A unique sculpture, entitled ‘New Life’, and made from Salford smokers’ last cigarette packs, has been unveiled today Salford Royal. 

Designed and created by local artist David Boultbee as part of the My Last Pack campaign, the artwork aims to convey the significance of quitting smoking.

 It has been created using empty cigarette packs that were donated by 77 people who have made a pledge to quit smoking for good.

Throughout June and July, the My Last Pack campaign encouraged Salford smokers to quit and donate their last empty pack of cigarettes. Packs were collected at special donation boxes located across the city before being transformed into a specially commissioned work of art. 

Initiated and funded by Pfizer, and supported by Salford Royal NHS Foundation Trust, the campaign has also raised vital funds for charity, with Pfizer pledging £500 to the national charity QUIT.
The campaign aims to highlight that help to successfully quit smoking and stay nicotine-free is available via healthcare professionals. 

The latest research suggests that those who seek help from a healthcare professional are up to four times more likely to stop smoking for good than those who try to go it alone.

Artist David Boultbee, who designed and built the sculpture, said, “I wanted to create something that really resonates with people and says something about the positive side of deciding to quit smoking.
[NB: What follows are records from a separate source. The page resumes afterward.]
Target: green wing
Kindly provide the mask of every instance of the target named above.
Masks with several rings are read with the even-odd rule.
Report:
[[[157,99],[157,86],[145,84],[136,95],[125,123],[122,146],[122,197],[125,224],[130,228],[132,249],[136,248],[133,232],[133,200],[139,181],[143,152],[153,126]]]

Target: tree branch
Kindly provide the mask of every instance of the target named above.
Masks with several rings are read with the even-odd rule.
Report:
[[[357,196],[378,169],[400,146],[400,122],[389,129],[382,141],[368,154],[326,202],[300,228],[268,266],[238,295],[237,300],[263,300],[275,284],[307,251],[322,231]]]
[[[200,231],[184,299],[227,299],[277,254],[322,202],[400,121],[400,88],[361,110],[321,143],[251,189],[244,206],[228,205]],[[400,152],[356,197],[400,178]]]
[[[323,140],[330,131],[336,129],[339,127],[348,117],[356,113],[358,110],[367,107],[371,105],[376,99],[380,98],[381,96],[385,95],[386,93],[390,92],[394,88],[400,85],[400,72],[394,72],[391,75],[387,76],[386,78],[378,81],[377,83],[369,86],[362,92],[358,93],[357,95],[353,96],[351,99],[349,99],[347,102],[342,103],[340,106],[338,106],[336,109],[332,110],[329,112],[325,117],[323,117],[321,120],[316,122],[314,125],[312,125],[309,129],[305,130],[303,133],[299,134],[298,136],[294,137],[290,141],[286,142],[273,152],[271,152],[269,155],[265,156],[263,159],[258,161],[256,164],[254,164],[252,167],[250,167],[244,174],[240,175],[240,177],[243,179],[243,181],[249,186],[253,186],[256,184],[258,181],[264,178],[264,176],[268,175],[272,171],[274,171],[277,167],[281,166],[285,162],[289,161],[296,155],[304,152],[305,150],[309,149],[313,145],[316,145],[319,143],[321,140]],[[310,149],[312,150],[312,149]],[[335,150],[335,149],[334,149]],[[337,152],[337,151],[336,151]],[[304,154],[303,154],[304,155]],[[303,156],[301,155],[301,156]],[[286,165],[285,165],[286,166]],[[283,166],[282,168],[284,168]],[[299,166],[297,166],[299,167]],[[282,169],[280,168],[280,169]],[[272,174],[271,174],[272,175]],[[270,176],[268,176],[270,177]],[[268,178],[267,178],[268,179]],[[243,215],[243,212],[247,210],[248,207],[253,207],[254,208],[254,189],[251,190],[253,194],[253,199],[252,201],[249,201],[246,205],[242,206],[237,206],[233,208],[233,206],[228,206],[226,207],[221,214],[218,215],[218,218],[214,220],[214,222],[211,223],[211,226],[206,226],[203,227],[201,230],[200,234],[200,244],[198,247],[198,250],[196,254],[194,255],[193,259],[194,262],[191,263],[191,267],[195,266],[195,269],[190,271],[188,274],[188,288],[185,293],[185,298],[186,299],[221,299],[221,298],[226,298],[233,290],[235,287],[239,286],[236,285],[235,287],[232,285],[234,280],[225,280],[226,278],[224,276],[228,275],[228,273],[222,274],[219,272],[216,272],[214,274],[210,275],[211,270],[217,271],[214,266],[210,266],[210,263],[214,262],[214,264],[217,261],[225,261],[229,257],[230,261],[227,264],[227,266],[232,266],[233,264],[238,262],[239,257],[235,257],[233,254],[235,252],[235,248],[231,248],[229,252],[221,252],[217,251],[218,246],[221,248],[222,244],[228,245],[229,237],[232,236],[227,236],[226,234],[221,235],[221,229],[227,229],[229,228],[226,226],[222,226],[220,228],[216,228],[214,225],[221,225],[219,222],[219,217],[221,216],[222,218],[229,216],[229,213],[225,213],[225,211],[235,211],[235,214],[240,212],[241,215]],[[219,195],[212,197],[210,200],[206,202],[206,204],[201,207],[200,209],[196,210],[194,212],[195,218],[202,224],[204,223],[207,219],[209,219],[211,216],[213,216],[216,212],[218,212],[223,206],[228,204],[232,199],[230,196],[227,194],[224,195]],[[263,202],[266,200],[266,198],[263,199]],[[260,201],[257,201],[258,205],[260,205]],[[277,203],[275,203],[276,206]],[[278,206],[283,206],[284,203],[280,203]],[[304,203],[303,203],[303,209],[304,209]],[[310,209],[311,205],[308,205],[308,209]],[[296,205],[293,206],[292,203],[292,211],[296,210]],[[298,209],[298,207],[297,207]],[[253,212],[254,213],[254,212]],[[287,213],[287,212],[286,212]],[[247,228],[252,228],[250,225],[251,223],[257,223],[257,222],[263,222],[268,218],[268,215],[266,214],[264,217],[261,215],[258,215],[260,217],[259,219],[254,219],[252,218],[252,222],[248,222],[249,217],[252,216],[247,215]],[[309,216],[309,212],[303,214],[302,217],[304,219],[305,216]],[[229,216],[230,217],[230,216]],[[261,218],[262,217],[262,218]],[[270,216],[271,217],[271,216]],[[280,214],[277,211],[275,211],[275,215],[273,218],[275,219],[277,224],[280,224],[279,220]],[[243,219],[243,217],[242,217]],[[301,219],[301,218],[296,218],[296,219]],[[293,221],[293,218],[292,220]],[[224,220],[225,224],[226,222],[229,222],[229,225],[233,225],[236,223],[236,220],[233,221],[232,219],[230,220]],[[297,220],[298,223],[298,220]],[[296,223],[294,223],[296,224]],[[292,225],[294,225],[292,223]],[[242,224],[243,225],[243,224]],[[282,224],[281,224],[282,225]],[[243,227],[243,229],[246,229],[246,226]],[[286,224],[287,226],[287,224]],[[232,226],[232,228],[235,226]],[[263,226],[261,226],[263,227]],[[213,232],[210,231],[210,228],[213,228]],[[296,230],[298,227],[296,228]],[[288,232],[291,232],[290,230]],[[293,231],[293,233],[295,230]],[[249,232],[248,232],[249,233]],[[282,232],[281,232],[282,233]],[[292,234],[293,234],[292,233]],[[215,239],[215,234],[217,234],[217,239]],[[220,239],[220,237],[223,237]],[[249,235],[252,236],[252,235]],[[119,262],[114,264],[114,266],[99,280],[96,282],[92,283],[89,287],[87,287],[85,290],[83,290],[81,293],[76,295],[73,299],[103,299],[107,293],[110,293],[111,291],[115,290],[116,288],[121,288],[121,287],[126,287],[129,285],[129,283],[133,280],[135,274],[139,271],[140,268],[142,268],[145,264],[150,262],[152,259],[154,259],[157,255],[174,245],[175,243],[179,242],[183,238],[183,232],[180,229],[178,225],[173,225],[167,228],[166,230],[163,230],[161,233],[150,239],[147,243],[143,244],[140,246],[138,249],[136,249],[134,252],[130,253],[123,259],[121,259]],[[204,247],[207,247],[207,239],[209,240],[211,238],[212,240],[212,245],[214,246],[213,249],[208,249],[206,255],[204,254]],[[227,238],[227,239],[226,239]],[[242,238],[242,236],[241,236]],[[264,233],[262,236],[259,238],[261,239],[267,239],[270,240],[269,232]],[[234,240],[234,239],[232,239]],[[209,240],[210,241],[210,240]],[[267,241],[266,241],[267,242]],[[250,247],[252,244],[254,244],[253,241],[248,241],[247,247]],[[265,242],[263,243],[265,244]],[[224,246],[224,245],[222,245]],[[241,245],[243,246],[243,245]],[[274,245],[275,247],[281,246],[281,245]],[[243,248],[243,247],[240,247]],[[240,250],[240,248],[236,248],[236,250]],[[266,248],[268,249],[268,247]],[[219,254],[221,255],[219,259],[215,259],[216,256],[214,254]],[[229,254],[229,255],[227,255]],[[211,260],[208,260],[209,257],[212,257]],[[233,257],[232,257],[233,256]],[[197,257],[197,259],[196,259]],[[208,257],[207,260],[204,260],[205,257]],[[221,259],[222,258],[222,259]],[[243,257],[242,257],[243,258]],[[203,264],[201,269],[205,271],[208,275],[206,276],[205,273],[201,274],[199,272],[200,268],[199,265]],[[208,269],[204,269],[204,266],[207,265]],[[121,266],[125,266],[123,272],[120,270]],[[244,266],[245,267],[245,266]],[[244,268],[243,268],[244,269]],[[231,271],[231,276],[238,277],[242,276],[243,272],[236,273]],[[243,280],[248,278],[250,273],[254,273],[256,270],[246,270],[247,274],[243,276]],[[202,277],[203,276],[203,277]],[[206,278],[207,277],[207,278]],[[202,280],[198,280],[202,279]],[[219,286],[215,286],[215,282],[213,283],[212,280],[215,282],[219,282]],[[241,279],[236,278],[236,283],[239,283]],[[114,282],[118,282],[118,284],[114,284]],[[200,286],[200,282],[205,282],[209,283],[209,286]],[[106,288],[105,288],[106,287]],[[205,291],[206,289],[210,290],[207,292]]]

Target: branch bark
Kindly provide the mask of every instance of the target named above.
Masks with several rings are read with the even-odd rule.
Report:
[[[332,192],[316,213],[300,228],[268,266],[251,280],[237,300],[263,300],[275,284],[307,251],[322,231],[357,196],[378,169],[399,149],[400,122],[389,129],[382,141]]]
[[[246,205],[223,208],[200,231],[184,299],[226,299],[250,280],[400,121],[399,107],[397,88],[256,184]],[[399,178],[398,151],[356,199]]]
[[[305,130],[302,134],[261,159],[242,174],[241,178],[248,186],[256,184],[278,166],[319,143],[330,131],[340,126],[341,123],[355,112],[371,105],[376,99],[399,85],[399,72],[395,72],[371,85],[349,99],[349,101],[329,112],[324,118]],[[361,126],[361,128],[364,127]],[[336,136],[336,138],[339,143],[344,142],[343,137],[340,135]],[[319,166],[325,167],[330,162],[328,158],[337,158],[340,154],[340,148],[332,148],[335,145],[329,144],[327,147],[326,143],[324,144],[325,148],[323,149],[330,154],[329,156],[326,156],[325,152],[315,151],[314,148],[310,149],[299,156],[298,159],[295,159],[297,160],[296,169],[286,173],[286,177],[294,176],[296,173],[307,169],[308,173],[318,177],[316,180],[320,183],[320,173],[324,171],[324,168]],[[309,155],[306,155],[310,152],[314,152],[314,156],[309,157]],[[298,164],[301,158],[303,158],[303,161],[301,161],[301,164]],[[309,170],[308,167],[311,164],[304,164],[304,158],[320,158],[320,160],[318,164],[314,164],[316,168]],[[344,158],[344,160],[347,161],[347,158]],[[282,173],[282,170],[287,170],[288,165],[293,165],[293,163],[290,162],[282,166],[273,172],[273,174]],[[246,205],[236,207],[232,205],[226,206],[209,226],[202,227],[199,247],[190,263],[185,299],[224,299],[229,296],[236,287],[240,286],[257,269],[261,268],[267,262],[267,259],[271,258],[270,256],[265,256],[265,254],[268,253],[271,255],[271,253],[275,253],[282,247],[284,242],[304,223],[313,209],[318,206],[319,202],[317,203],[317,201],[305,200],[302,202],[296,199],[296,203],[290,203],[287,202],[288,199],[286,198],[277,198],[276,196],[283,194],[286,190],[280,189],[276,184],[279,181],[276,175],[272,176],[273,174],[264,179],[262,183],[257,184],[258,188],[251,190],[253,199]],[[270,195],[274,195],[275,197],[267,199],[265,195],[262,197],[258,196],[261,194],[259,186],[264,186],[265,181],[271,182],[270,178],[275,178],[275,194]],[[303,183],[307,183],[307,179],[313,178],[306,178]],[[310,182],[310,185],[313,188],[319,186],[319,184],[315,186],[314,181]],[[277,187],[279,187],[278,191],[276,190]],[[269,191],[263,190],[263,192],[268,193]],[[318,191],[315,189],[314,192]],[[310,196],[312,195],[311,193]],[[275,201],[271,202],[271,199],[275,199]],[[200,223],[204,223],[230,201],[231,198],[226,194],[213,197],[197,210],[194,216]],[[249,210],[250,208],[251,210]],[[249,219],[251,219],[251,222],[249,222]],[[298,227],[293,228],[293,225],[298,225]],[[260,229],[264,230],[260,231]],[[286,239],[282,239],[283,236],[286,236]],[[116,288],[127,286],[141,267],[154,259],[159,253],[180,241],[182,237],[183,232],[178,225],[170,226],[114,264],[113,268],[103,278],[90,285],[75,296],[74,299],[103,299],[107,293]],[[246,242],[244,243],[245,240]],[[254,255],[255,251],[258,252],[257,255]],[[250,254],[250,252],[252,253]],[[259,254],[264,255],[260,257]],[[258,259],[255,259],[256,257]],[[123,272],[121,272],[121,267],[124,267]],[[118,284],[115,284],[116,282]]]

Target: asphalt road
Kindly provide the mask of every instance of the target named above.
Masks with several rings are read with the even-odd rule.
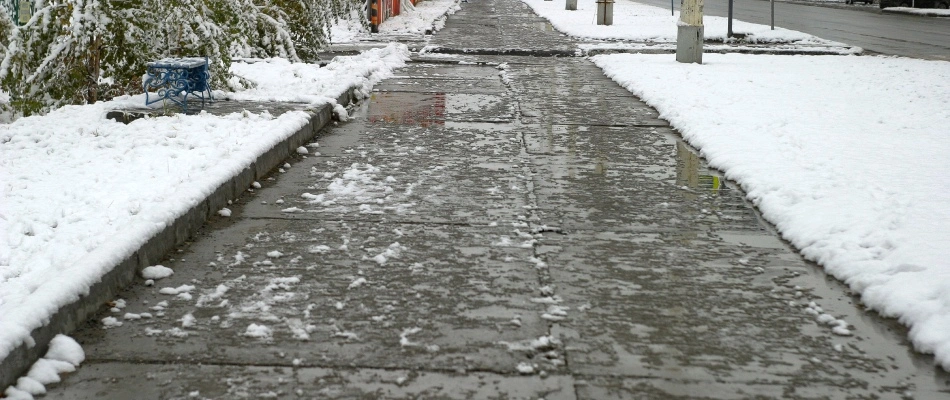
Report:
[[[637,1],[658,7],[670,7],[669,0]],[[675,1],[677,9],[679,3]],[[706,15],[728,15],[728,0],[706,0],[704,3]],[[950,60],[950,18],[882,14],[878,10],[860,8],[775,2],[775,25],[860,46],[871,52]],[[735,0],[733,18],[768,25],[769,2]]]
Each cigarette pack has been pulped and carefully remoulded to create a figure that represents each person who donated their pack and celebrates their individual pledge to quit. 

The figures make obvious reference to Lowry, firmly rooting the work in Salford but still modern; each one striding purposefully forward, with their heads held high and very much reflecting the area as it is today.

June Roberts, Assistant Director of Nursing at Salford Royal NHS Foundation Trust, commented, “We would like to thank all the people who have participated in this campaign by donating their last empty cigarette pack and making the commitment to quit smoking. We’re so thrilled to see the sculpture unveiled in our hospital today and hope this will inspire other smokers to consider speaking to a healthcare professional about quitting. It’s important to remember that it’s never too late, and you are more likely to quit for good if you seek help.”

‘New Life’ is being exhibited at Salford Royal, Hope Building (opposite M&S), until the end of October.